As a child, fresh out of the hospital
with tape covering the left side
of my face, I began to count birds.
At age fifty the sum total is precise
and astonishing, my only secret.

Harrison understood exaggeration as more than simple untruth. He used it as a form of possibility as well, a malleable, speculative element. Sometimes what’s said pales next to what could have been said or, better still, should have been. “Of course, the reader should be mindful that I'm a poet, and we tend to err on the side that life is more than it appears rather than less,” he writes in a preface to After Ikkyū & Other Poems (1996).
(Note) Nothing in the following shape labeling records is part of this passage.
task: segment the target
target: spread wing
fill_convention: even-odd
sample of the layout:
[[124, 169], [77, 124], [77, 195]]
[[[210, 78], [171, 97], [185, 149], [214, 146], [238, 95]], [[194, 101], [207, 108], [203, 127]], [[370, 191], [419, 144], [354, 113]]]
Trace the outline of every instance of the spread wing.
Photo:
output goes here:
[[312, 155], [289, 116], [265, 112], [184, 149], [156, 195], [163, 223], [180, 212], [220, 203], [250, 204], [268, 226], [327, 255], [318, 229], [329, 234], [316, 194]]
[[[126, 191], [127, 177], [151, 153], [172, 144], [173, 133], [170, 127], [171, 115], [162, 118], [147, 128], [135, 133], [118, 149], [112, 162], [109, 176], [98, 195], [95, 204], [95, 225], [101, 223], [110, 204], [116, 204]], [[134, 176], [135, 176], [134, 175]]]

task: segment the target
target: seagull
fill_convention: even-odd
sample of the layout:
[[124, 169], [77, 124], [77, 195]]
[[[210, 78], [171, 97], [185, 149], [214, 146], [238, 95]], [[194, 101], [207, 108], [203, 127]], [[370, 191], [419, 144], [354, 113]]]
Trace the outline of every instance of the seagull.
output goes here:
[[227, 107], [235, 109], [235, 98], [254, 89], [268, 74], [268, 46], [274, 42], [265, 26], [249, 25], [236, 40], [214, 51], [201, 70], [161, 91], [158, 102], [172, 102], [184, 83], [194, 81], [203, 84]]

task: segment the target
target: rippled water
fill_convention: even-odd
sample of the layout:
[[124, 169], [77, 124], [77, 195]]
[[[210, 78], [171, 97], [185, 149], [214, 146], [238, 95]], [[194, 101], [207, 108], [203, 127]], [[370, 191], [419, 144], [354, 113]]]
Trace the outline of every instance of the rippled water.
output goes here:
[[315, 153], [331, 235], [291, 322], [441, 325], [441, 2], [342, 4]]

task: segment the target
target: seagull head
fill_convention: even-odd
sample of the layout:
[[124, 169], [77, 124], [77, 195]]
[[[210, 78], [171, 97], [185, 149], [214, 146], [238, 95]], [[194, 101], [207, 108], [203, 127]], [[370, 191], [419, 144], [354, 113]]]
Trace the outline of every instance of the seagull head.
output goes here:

Still, he reliably knows when to opt for an extra stitch and when to apply one in a bolder color.

His years of Buddhist practice helped him cultivate humility and restraint. Those readings and meditation also informed his changing attitudes toward mortality. Whereas the younger Harrison took a somber view of death, in “After Ikkyū,” he writes “Time gets foreshortened late at night. / Jesus died a few days ago, my father / and sister just before lunch.” Though his early portrayals of death are notable for their concrete detail, as he aged, Harrison approached the subject with a sense of wonder bordering on mystical, as in “Insight,” in which he writes from the perspective of the recently dead, observing that mourners “are singing but the words / don’t mean anything in our new language.”

“The cost of flight is landing,” Harrison writes in “The Present.” Such low-key philosophical moments anchor much of his work. It’s also fitting that a man with such outsized appetites should consider the costs attached to the choices available to him. Those calculations never impinge on Harrison's essential gratitude, though, for all life has offered, or the large heartedness that underpins his work.

Years before the end of his life, Harrison imagined the occasion on which he would reveal the secret number of birds he had tallied over the years, in the aforementioned “Counting Birds”:

On my deathbed I’ll write this secret
number on a slip of paper and pass
it to my wife and two daughters.
It will be a hot evening in late June
and they might be glancing out the window
at the thunderstorm's approach from the west.
Looking past their eyes and a dead fly
on the window screen I'll wonder
if there’s a bird waiting for me in the onrushing clouds.
O birds, I’ll sing to myself, you’ve carried
me along on this bloody voyage,
carry me now into that cloud,
into the marvel of this final night.

How lovely to picture Harrison singing himself to the end, preparing for his next journey. He always did travel well.